I slip my foot out of my shoe and run it upward along his leg. H
e reacts a little when I begin to rub circles on his crotch, but surprisingly, it’s a subtle reaction. It looks like the beer is old and he’s still with me. That’s good. It also feels like he’s definitely going to be up to the challenge, and he’s well-equipped. It’s better when there’s a chance I can come. It’s much easier for me to come with Jack, or if Jack’s there. I know a lot of it’s emotional with him, but he’s also an unbelievable lover. I guess it makes sense; we basically taught each other everything we know. Well, in my case, everything I wanted to know. However, I prefer these casual afternoons to end being worth my while. I may only be good for one thing, but why not try to get something out of it, right?
“So, where to, boss?” I ask.
He lets out a raspy laugh. “Don’t you want to get to know me first? Ask my name?”
I lean across the table, ensuring maximum exposure of my tits bursting from my shirt, and lick my lips. “I don’t give a damn about your name. I came here looking for someone to fuck me. Are you gonna be that someone?”

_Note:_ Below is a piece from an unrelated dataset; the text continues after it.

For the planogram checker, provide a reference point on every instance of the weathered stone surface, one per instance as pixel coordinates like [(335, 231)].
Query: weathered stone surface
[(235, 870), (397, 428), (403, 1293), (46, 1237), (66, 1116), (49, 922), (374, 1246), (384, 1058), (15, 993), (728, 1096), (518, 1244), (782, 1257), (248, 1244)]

He coughs and tries to move out of the booth, no doubt to pay his tab or whatever. I press down hard on his crotch as he moves, to remind him why he’s in a rush. I’m already losing interest. Maybe I should just call Jack. Maybe I should go home and read or something, but I don’t want to think about the panic attack in the park, or about Melinda and my memory of my dad. I just want someone to bend me over and use me. Better yet, I want to come. I want to feel something other than fear or the dull ache that resides inside my belly and keeps me awake at night.

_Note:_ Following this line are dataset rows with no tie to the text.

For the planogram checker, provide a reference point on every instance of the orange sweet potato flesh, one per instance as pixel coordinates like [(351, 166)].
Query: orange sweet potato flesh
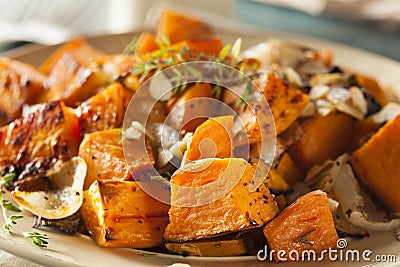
[(286, 103), (377, 164), (103, 111), (307, 224), (179, 27), (105, 158), (121, 214), (70, 78), (362, 130), (288, 170), (325, 137), (52, 131), (237, 210), (19, 85), (78, 48), (212, 139), (373, 87), (146, 43)]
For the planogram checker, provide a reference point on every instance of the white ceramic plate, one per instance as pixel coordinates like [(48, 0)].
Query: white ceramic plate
[(80, 250)]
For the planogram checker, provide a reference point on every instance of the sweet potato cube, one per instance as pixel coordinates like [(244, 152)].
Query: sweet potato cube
[(121, 214), (377, 164), (307, 224), (103, 111), (70, 78), (179, 27), (52, 131), (212, 139), (237, 210), (215, 247), (285, 102), (288, 170), (146, 43), (19, 85), (325, 137), (104, 157)]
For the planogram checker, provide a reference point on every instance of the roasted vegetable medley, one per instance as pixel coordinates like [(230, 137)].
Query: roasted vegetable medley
[(334, 171)]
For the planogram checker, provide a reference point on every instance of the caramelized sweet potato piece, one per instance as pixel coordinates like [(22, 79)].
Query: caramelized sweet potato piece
[(212, 139), (216, 247), (146, 43), (377, 164), (288, 170), (237, 210), (103, 111), (104, 156), (325, 137), (362, 130), (70, 78), (121, 214), (78, 48), (178, 27), (20, 83), (286, 103), (52, 131), (307, 224)]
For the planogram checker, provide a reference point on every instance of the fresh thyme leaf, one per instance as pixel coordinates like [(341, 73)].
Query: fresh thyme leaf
[(9, 206), (7, 178), (303, 238), (40, 240)]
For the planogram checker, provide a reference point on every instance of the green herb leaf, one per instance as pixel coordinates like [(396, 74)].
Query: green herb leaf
[(38, 239), (303, 238), (9, 206)]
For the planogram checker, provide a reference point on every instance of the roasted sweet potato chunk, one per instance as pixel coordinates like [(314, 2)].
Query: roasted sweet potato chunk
[(236, 210), (220, 247), (307, 224), (52, 131), (121, 214), (103, 111), (20, 83), (70, 78), (212, 139), (178, 27), (104, 156), (285, 102), (325, 137), (146, 43), (377, 164)]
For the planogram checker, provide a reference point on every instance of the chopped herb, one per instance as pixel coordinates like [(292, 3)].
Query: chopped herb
[(40, 240)]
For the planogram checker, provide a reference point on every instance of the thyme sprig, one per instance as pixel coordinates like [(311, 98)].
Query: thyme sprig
[(166, 56), (38, 239)]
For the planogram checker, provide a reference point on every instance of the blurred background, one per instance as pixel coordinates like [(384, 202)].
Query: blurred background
[(373, 25)]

He doesn’t take long to pay his tab, which is good because I’m already starting to get bored. He sits next to me and takes my hand in his, like we’re heading out to go ice skating and to share a milkshake or something.
“My place?” he asks.
Hell, no, I think. Neutral ground, so there’s no awkward leaving and exchanging of phone numbers or whatever. I want to get out of this with an orgasm and without knowing his name.